Aynı kendi bedenimin içinde bulunanlardan hoşlanmayan ben gibi. Bazen çok tatlı, bazen çok yağlı, bazen çok ekşi olduğumuz için kendimizden sıkılır, hatta bunlardan bazılarını kendimize uygun görüp diğerlerini istemeyiz. Halbuki içimizde biriktirdiğimiz bütün bu malzemeler, bizim sadece atmamız gereken malzemeler değildir, kullanımlarını değiştirerek, onları yeniden harmanlayarak tamamen yepyeni bir tat elde edebileceğimiz şans kapılarımızdır.
Bu sıralar bütün Ayurveda ve Vegan yemek tariflerini elden geçirip değişik şekillerde yemek yapmayı denerken, birbiriyle alakası olmayan malzemelerin nasıl da güzel bir tat verdiğini, kullanımlarını ve oranlarını değiştirdikçe nasıl başka bir kokuya, tada ve görüntüye sahip olduklarını hayretle izliyorum. Aynı içimizdeki malzemeler gibi, değiştirip, dönüştürüp, yeniden tanıyıp kullandığımızda mucizelerimizin, mücevherlerimizin, şanslarımızın ortaya çıktığı gibi.

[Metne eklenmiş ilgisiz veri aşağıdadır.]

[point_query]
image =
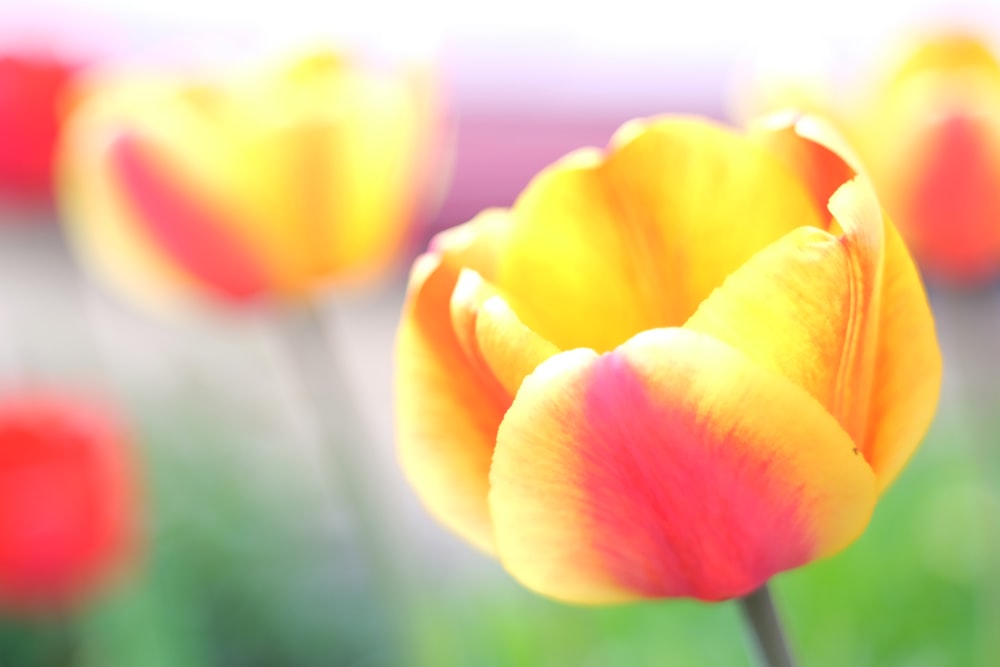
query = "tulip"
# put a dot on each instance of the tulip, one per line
(671, 368)
(235, 190)
(32, 96)
(67, 517)
(931, 137)
(928, 132)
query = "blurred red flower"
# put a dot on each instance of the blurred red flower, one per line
(32, 90)
(67, 500)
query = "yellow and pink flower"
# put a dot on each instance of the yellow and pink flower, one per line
(233, 190)
(674, 368)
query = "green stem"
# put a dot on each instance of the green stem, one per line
(344, 439)
(769, 638)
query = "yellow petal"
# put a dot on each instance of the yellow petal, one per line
(804, 307)
(605, 246)
(448, 402)
(907, 376)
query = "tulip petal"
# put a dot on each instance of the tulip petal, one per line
(492, 335)
(645, 233)
(673, 466)
(449, 402)
(907, 377)
(194, 234)
(803, 308)
(812, 148)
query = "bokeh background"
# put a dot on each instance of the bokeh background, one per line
(251, 554)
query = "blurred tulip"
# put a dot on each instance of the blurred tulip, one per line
(269, 187)
(929, 134)
(670, 369)
(931, 137)
(67, 514)
(32, 94)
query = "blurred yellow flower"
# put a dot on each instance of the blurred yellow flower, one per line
(274, 185)
(928, 132)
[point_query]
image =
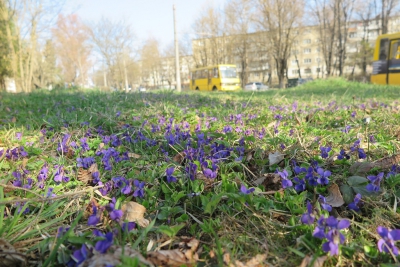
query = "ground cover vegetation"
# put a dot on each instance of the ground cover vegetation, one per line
(306, 176)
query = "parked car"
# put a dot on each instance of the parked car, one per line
(256, 86)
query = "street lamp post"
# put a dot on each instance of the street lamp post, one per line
(177, 68)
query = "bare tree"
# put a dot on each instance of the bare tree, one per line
(325, 17)
(113, 42)
(73, 48)
(238, 14)
(28, 23)
(46, 73)
(344, 9)
(211, 43)
(151, 61)
(280, 19)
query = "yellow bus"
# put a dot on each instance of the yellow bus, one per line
(213, 78)
(386, 61)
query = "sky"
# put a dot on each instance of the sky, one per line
(148, 18)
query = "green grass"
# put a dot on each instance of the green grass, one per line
(330, 113)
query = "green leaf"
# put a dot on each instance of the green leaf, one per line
(212, 204)
(347, 193)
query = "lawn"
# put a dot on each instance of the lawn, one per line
(295, 177)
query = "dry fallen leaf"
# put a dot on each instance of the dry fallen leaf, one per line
(335, 198)
(185, 254)
(319, 262)
(256, 261)
(134, 212)
(361, 167)
(9, 257)
(387, 162)
(134, 155)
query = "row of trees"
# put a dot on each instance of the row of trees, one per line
(279, 25)
(40, 47)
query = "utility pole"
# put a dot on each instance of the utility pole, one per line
(177, 68)
(126, 76)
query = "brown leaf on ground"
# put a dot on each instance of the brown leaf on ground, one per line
(179, 157)
(361, 167)
(9, 256)
(256, 261)
(185, 254)
(134, 155)
(319, 262)
(134, 212)
(271, 182)
(85, 176)
(387, 162)
(335, 198)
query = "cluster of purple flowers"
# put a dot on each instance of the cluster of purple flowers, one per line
(327, 228)
(59, 176)
(85, 162)
(355, 148)
(313, 175)
(63, 146)
(375, 181)
(20, 178)
(15, 153)
(325, 151)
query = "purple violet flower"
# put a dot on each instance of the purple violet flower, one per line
(325, 151)
(308, 217)
(324, 205)
(355, 205)
(323, 176)
(94, 218)
(80, 255)
(103, 245)
(244, 190)
(139, 188)
(374, 186)
(169, 172)
(285, 181)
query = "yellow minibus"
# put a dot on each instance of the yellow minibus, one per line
(386, 61)
(213, 78)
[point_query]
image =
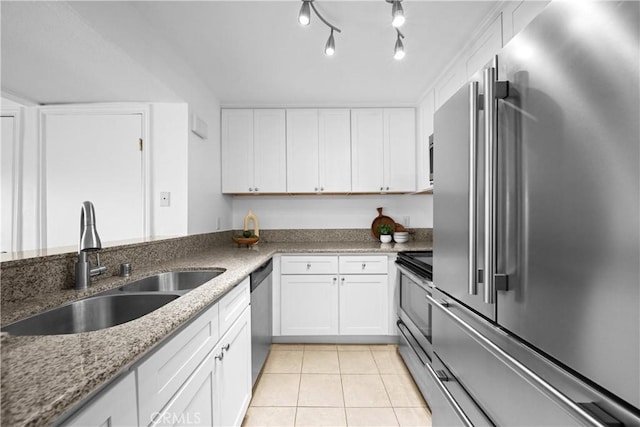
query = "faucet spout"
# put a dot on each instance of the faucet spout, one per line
(89, 242)
(89, 239)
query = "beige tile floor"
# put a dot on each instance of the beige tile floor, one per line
(336, 385)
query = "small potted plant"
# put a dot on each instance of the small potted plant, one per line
(385, 230)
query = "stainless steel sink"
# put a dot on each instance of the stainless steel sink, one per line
(175, 281)
(90, 314)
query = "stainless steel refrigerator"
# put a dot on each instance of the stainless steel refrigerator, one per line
(537, 227)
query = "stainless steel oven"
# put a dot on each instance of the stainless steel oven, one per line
(415, 313)
(415, 317)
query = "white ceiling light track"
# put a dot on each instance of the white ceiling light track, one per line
(397, 20)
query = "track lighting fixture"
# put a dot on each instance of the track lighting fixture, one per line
(397, 14)
(304, 18)
(330, 47)
(398, 50)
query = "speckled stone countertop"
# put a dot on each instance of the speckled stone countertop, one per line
(45, 377)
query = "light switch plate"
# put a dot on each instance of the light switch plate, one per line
(165, 199)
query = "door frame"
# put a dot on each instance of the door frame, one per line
(16, 187)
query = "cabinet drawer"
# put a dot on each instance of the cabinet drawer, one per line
(166, 370)
(232, 305)
(309, 264)
(365, 264)
(115, 406)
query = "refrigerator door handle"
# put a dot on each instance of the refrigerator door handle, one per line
(473, 189)
(493, 90)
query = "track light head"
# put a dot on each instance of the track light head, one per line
(304, 17)
(330, 47)
(398, 50)
(397, 14)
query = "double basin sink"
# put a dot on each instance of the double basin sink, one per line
(114, 307)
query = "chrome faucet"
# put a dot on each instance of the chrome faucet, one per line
(89, 242)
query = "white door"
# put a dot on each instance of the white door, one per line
(237, 151)
(302, 151)
(93, 157)
(364, 304)
(334, 150)
(8, 183)
(233, 372)
(309, 305)
(367, 141)
(400, 149)
(269, 149)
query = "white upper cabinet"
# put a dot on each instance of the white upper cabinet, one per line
(318, 151)
(367, 145)
(302, 151)
(334, 137)
(383, 150)
(253, 151)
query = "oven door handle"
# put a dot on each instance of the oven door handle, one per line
(553, 393)
(413, 343)
(426, 284)
(464, 419)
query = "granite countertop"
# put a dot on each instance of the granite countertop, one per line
(44, 377)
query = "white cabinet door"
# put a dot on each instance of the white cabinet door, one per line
(302, 151)
(269, 150)
(167, 369)
(309, 305)
(400, 150)
(367, 144)
(233, 372)
(192, 405)
(364, 304)
(237, 151)
(334, 138)
(253, 151)
(113, 407)
(383, 150)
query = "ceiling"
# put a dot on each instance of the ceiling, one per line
(251, 53)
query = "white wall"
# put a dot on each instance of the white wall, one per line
(355, 211)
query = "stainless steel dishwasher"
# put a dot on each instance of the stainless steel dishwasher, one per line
(261, 316)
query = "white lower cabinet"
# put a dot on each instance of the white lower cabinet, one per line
(115, 406)
(364, 304)
(309, 304)
(219, 391)
(233, 373)
(351, 299)
(192, 405)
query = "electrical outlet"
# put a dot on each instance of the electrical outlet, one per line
(165, 199)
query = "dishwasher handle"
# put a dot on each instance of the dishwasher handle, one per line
(260, 274)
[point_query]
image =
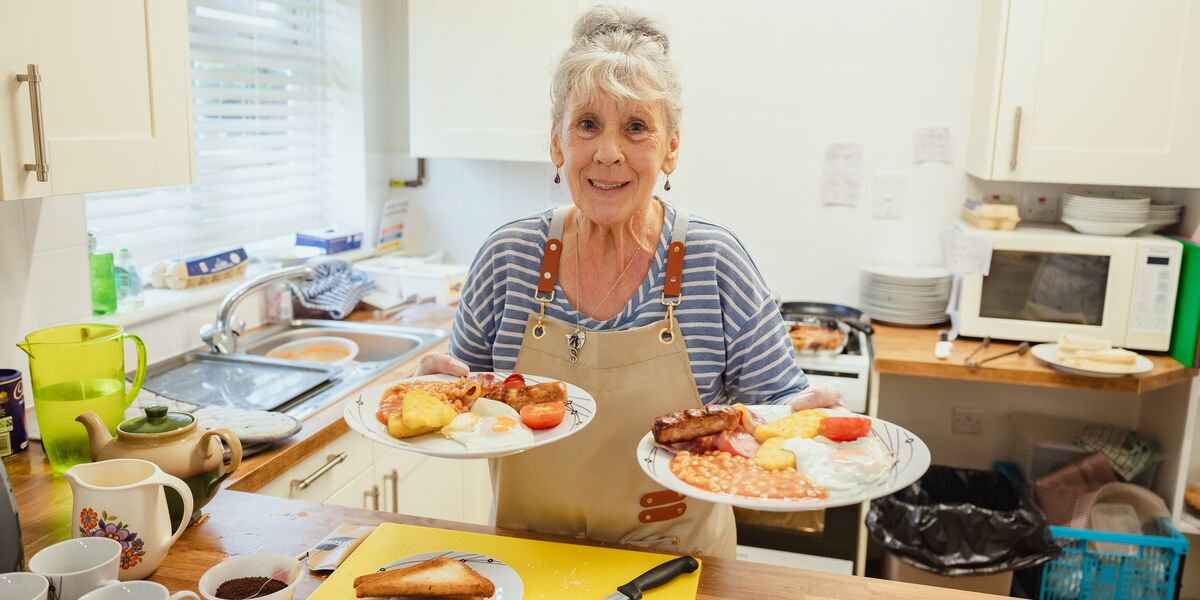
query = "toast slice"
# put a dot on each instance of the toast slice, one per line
(439, 577)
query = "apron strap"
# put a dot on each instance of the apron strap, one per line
(553, 251)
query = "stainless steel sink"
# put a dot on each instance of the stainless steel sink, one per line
(382, 348)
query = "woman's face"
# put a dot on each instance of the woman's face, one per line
(612, 153)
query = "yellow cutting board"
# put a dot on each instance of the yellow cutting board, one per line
(549, 570)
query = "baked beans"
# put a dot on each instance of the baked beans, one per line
(738, 475)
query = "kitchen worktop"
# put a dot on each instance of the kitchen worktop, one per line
(239, 522)
(910, 352)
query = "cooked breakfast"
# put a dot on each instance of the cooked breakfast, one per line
(815, 337)
(438, 577)
(478, 412)
(730, 450)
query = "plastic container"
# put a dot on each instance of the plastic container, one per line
(103, 285)
(1085, 571)
(443, 282)
(127, 281)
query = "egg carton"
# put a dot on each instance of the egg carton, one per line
(199, 270)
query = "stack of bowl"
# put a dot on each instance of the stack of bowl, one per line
(1105, 214)
(905, 294)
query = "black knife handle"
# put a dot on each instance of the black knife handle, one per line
(658, 576)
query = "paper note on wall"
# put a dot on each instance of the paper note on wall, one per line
(933, 144)
(391, 225)
(843, 175)
(965, 252)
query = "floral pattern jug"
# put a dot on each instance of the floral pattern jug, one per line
(123, 499)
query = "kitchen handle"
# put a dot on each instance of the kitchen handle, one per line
(331, 461)
(1017, 138)
(375, 498)
(34, 78)
(394, 480)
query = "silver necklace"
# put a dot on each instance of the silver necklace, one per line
(575, 339)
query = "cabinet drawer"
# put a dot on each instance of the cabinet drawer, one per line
(358, 456)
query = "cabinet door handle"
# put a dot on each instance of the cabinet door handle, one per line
(394, 480)
(34, 78)
(331, 461)
(375, 498)
(1017, 138)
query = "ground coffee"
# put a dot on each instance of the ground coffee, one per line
(244, 588)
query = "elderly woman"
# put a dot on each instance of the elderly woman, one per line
(624, 294)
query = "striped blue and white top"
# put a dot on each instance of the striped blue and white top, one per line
(738, 347)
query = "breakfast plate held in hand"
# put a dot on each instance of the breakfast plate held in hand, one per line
(483, 415)
(787, 466)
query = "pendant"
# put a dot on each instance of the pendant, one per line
(575, 342)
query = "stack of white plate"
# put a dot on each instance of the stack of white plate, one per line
(905, 294)
(1105, 215)
(1162, 215)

Yaşadığımız bütün duygular bizim bir parçamızdır, aynı bize bahşedildiğini düşündüğümüz acılar gibi. Acıları kendimce deneyimleyip yaşadıktan sonra elemeyi, yeni bir anlam vermeyi, dönüştürüp başka bir bakış açısı ile yeniden yaşarken yararlı ve özgün kılmayı öğreniyorum. Debbie Ford’un “Gölgenin Sırrı” kitabında yazdığı gibi: “Tüm benliğinle sahip olduklarının gerekliliğini kabullenmediğin sürece hikâyen seni kullanmaya devam edecektir”.
Kendi bedenimdeki yavaşlığın, katılığın, beceriksizliğin, günler içinde yaptığım anlık çalışmalar ile ellerimin arasında yeni bir beden anlayışına dönüşmesini, anlayışıma renk katmasını, kendimi daha iyi tanımama neden olmasını hayretle seyrediyorum. Şansı Uyuyan Adam gibi sıkıca bir hikâyeye tutunmak yerine, değişik renkler ve gözler aracılığıyla dünyayı yeniden gözlemlemeye çalışıyorum.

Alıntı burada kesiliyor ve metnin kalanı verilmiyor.